Governador W. Dias envia projeto que retira insalubridade de Policiais Civis. Assembleia negou a proposta


A Assembleia Legislativa cortou algumas das mudanças propostas pelo governo no projeto de lei que trata da gratificação de risco de vida ou adicional pelo exercício de atividades perigosas e penosas para policiais civis. O relator do projeto, deputado estadual Firmino Paulo (PSDB), manteve a incorporação da insalubridade ao subsídio dos policiais civis considerando que as indenizações por atividades insalubres são constitucionais e têm que ser reconhecidas pelo Ministério do Trabalho, através de laudo técnico. A proposta aguarda aprovação do Plenário da Assembleia Legislativa, depois de ter sido aprovada, com a emenda aditiva de Firmino Paulo. O projeto deve ser um dos pontos de discussão da Comissão de Segurança Pública com o secretário Fábio Abreu (PTB) na próxima quinta-feira (5).

Segundo Firmino Paulo, o governador solicitou a retirada das atividades penosas e insalubres do subsídio e não foi inserido na lei. "Os policiais civis tiveram incorporada a atividade de insalubridade ao subsídio dos policiais civis quando foi feita a implementação do subsídio. O governo tinha mandado um projeto tirando essa insalubridade do subsídio porque é uma questão constitucional, do direito dos policiais", explicou o deputado estadual. O parlamentar reforça ainda que o reconhecimento da atividade insalubridade depende de laudo técnico e que não abrange todos os setores da Polícia Civil. "A emenda aditiva foi por técnica legislativa para colocar em um parágrafo posterior quais são as possibilidades que permitem o policial civil receber e eu inclui pelo exercício de atividade insalubre", pontuou.

Segundo o Ministério do Trabalho e Emprego (MTE) uma atividade insalubre expõe os empregados a agentes nocivos à saúde, acima dos limites legais permitidos e é reconhecida juridicamente quando atividade ou operação passa a ser incluída em relação baixada pelo Ministério. "É um direito dos policiais a partir do momento que o Ministério do Trabalho atesta que estes policiais têm direito à insalubridade tem de ser devidamente pago aos policiais civis", ressaltou o parlamentar do PSDB e relator da proposta na Comissão de Constituição e Justiça da Alepi.

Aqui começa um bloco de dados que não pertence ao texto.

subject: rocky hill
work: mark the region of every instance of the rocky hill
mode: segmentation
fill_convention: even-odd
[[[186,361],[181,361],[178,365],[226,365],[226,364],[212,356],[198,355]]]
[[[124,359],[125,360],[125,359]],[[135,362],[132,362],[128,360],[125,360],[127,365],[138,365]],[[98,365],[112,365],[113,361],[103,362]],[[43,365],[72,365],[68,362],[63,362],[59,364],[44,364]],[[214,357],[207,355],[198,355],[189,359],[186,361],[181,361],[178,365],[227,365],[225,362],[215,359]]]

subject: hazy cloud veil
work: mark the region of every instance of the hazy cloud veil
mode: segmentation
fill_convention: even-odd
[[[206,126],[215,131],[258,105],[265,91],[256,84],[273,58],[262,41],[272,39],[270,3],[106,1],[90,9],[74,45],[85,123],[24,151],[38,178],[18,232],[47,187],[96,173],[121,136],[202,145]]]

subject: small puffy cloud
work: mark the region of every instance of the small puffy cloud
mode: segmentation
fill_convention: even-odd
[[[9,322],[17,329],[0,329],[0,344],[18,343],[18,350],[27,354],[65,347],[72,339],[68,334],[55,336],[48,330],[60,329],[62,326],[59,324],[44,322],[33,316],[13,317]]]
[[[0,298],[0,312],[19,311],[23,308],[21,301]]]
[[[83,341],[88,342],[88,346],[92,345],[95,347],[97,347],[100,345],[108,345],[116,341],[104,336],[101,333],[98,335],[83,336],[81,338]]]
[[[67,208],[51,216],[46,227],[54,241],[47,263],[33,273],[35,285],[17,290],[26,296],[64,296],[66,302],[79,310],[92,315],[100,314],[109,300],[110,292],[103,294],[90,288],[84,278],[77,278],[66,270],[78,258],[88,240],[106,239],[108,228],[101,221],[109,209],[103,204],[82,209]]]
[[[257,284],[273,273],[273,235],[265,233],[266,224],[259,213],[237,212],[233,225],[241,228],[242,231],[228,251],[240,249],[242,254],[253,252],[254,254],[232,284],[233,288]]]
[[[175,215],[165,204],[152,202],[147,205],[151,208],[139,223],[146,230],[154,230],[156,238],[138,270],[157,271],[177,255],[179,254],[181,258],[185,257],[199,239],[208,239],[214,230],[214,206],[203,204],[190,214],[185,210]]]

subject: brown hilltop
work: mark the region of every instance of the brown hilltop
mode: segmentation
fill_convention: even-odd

A lei abrange escrivães de polícia, agentes de polícia, peritos médicos legais, peritos odonto legais, peritos criminais, peritos papiloscopistas, agentes penitenciários ativos e inativos.

Para a próxima semana está marcada uma reunião com integrantes do secretariado do governador Wellington Dias (PT) para tratar de propostas relacionadas à segurança pública como a reorganização do Projeto de Lei de Organização Básica da Polícia Militar do Piauí. A proposta relacionada à insalubridade dos policiais civis também deve entrar no encontro que vai contar com o secretário de segurança, Fábio Abreu; o secretário de Fazenda, Rafael Fonteles, o secretário de Administração Franzé Silva e o comandante geral da PMPI, coronel Carlos Augusto.

A proposta de mudança na Lei de Organização Básica da PM prevê o o aumento do número de efetivo de 11 mil para um número superior a 15 mil oficiais militares, policiamento com comandos descentralizados no Estado do Piauí e otimização da distribuição do efetivo na capital e nos demais municípios. Seriam em média 16 oficiais para cada 7 mil habitantes. Atualmente a média é de 4 oficiais para cada 7 mil pessoas. A lei em vigor é de 1975 prevê também mais acesso a promoções. "Atualmente, há soldados com 22 anos de serviço que nem sequer foram promovidos a cabos. O objetivo é promover o oficial por reconhecimento pelo sua competência e dedicação e não por acordos políticos ou apadrinhamentos, como sabemos que acontece”, declarou o vereador Sargento R. Silva (PP).